First, let’s talk about fermentation. What’s fascinating is that bacteria can transform compounds that are dangerous, bland, and not digestible and turn them into some of the most nourishing foods you can eat. When we consume foods that contain live cultures – i.e. homemade pickles, homemade sauerkraut, plain yogurt, etc. – “our digestive juices attack and destroy many of the little critters. While many survive and protect us, those that are digested give us all of their nutritious parts” (Shanahan, Catherine. Deep Nutrition. New York. Flatiron Books. May 2018.). Additionally, fermented foods are rich in friendly probiotics, protecting our intestinal tract and working with our immune system to not only keep us healthy but prevent certain diseases and possible allergic disorders (Shanahan, Catherine. Deep Nutrition. New York. Flatiron Books. May 2018.). 

Next – sprouting. If you have never tried sprouted bread – Ezekiel Bread is my favorite – I highly recommend you try (FYI: these are found in the freezer section).. The germination of a seed makes it much more nutrient dense since they are designed to not let go of their stored minerals, fats, and proteins over a certain period of time. You can enjoy the tastiness of bread without being worried about consuming the empty calories associated with the rise in obesity and diabetes (Shanahan, Catherine. Deep Nutrition. New York. Flatiron Books. May 2018.). 

Strategy #4: Fresh Is Best

I am sure you have seen countless commercials and advertisements showing how you can take a daily capsule or powdered supplement and it will be as though you consumed the recommended amount of fruits and vegetables. In a society where we want everything to be a simple & “easy button,” I cannot stress this enough – fresh will always be the best! Whole, fresh foods contain a wealth of antioxidants. These powerhouses “protect our tissues against oxygen damage by acting like selfless chemical heroes, throwing themselves in the line of fire to protect other chemicals from free radical and oxygen damage” (Shanahan, Catherine. Deep Nutrition. New York. Flatiron Books. May 2018.). While eating cooked greens is still adding a much needed benefit, consuming as much of you can raw, and FRESH, is going to pack in the most nutrients and the most antioxidants.
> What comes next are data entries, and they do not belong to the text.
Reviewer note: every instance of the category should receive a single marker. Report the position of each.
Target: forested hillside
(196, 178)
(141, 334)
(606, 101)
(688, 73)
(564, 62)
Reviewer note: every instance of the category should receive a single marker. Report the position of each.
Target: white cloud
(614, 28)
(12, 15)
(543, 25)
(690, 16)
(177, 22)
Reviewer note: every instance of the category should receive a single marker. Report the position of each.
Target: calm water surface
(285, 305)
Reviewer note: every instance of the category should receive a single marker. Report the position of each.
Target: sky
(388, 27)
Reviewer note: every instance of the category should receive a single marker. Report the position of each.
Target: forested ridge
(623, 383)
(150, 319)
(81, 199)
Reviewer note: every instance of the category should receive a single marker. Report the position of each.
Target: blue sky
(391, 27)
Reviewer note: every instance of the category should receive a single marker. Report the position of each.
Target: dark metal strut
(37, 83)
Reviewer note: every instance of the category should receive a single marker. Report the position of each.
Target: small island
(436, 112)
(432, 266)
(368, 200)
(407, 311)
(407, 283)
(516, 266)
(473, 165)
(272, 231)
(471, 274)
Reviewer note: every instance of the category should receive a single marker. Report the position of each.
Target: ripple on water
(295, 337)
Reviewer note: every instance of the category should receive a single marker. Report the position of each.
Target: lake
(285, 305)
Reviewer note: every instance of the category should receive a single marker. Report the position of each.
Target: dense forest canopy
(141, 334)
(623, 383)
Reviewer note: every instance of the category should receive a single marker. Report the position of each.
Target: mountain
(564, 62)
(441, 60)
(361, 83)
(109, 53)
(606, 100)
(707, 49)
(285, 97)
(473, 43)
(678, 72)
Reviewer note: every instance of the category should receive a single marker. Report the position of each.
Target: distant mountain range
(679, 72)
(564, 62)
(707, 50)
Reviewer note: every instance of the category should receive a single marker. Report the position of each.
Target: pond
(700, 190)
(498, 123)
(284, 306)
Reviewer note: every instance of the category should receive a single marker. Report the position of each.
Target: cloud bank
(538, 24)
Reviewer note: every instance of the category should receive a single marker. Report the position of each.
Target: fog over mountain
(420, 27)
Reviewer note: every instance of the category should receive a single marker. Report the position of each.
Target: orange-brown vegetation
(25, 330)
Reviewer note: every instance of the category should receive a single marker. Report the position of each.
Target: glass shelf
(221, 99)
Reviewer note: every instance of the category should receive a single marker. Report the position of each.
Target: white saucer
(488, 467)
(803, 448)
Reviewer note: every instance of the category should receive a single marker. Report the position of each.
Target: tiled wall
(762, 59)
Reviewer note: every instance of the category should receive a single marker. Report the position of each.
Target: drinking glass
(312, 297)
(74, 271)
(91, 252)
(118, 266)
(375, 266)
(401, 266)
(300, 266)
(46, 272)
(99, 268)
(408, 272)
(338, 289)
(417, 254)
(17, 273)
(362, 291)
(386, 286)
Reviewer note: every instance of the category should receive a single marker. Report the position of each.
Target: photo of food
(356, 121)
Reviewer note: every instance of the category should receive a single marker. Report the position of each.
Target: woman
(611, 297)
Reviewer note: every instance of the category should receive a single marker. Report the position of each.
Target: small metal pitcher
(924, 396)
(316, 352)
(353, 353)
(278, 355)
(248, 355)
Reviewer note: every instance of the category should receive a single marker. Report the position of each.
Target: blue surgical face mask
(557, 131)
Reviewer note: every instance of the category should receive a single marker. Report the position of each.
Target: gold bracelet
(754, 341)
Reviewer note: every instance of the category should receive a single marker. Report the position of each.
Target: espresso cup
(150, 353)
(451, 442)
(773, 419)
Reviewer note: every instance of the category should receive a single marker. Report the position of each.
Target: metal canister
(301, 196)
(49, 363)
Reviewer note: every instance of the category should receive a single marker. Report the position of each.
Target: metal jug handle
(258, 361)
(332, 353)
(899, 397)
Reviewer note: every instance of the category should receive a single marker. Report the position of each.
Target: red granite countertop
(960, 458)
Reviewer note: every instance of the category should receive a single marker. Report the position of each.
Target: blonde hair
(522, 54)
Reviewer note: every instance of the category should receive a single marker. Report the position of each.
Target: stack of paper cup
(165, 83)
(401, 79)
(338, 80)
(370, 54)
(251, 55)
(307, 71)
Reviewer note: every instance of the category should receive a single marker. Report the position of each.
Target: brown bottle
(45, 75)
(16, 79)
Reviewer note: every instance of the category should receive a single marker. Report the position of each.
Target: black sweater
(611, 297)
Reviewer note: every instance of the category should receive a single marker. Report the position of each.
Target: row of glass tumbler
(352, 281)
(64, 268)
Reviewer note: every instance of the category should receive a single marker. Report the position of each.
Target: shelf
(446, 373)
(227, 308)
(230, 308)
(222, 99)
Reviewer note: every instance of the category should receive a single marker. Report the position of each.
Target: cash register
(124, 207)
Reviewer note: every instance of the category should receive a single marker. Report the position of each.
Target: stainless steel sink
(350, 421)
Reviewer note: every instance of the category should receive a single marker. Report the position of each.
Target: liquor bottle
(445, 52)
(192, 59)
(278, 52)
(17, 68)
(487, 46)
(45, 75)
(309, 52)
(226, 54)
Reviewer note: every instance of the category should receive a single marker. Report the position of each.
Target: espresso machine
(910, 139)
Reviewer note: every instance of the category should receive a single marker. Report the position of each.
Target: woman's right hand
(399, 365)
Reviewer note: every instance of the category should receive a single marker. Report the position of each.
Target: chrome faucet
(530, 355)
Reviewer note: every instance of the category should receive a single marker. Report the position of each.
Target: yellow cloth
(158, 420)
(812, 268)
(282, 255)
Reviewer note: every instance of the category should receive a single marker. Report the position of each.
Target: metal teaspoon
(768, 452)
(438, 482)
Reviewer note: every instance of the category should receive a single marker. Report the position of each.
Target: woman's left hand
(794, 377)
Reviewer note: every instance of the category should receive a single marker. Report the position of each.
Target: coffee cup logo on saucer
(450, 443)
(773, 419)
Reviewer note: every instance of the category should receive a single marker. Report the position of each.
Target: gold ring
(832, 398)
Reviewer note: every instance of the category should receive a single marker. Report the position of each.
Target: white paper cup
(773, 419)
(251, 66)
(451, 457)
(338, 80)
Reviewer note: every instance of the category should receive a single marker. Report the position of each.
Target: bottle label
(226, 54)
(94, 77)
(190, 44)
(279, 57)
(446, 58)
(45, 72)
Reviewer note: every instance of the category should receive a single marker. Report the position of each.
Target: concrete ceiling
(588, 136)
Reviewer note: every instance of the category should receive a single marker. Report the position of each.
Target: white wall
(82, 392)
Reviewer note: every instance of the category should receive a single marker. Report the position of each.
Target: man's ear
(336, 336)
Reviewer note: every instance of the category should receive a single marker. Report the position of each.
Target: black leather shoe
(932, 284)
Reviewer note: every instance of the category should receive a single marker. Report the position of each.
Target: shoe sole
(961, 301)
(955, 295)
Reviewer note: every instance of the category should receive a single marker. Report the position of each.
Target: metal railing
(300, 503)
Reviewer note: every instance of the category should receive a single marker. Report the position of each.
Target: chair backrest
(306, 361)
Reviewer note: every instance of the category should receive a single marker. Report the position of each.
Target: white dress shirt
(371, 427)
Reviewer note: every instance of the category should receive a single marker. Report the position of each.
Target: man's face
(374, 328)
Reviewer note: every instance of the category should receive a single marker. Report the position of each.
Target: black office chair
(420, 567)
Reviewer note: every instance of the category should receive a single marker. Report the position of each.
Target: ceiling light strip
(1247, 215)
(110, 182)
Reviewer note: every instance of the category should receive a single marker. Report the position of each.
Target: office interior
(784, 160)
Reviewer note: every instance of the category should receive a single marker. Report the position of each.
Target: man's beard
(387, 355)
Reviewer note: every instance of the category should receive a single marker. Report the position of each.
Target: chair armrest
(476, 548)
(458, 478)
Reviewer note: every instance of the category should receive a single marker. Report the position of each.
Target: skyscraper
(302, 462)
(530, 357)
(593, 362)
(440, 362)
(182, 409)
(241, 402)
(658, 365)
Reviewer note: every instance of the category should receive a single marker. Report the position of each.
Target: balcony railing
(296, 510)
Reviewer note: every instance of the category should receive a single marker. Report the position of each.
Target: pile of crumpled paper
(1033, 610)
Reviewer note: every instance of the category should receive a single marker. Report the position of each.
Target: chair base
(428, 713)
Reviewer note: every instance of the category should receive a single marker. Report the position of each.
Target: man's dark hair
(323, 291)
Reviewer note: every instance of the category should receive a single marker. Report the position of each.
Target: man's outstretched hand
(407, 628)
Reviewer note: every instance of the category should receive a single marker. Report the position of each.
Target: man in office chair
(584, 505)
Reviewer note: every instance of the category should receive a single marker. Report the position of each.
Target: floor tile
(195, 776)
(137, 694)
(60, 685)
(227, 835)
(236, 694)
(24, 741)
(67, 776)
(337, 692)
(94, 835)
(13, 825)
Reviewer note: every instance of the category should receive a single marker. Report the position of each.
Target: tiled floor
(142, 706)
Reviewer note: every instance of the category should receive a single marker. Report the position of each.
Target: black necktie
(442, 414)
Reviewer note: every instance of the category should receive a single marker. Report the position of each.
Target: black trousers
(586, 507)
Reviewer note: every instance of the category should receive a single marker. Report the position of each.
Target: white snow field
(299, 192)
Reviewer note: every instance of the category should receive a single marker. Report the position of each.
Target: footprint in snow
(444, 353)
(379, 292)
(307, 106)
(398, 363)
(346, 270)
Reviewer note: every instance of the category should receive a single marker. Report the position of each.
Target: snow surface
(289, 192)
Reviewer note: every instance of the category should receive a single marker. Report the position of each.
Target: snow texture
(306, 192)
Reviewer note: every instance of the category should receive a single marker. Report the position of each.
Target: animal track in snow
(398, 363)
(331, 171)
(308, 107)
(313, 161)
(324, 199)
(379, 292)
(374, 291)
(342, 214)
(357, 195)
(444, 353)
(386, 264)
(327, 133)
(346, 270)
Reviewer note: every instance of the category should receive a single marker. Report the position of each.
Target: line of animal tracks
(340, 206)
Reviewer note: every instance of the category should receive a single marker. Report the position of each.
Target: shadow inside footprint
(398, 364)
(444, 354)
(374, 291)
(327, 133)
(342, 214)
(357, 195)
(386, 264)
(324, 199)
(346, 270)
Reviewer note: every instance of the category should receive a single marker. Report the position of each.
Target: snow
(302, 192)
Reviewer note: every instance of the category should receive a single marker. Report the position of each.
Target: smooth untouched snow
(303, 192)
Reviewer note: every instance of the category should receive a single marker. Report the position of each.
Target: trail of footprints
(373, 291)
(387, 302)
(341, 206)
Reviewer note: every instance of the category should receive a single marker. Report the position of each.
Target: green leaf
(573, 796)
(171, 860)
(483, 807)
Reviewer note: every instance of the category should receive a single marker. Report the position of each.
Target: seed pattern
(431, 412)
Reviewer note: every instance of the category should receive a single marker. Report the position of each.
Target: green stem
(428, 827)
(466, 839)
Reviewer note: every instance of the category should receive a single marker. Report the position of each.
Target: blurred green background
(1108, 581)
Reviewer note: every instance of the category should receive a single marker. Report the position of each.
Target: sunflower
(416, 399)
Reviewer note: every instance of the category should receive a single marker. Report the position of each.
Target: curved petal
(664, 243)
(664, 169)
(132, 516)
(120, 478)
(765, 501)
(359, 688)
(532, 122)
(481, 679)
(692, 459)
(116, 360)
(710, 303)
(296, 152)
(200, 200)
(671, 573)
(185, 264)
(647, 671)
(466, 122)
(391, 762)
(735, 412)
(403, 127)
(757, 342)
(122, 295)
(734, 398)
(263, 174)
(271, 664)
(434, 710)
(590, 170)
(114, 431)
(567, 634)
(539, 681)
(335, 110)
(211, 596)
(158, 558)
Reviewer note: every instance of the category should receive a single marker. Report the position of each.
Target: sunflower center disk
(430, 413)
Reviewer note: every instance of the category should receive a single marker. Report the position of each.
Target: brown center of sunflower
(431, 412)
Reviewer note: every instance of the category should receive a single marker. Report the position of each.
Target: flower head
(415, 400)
My favorite way to strive for 9 every day – get creative with salads and side dishes!

I hope these strategies have opened up the nutritional lens a bit, and will have you viewing the foods you eat & their cooking methods differently too. And, if you are reading this, and have an upcoming trip to France, you are in for a treat! The French have always been known for their culinary expertise, and most of all their cuisine very much embraces the four strategies I have shared with you today.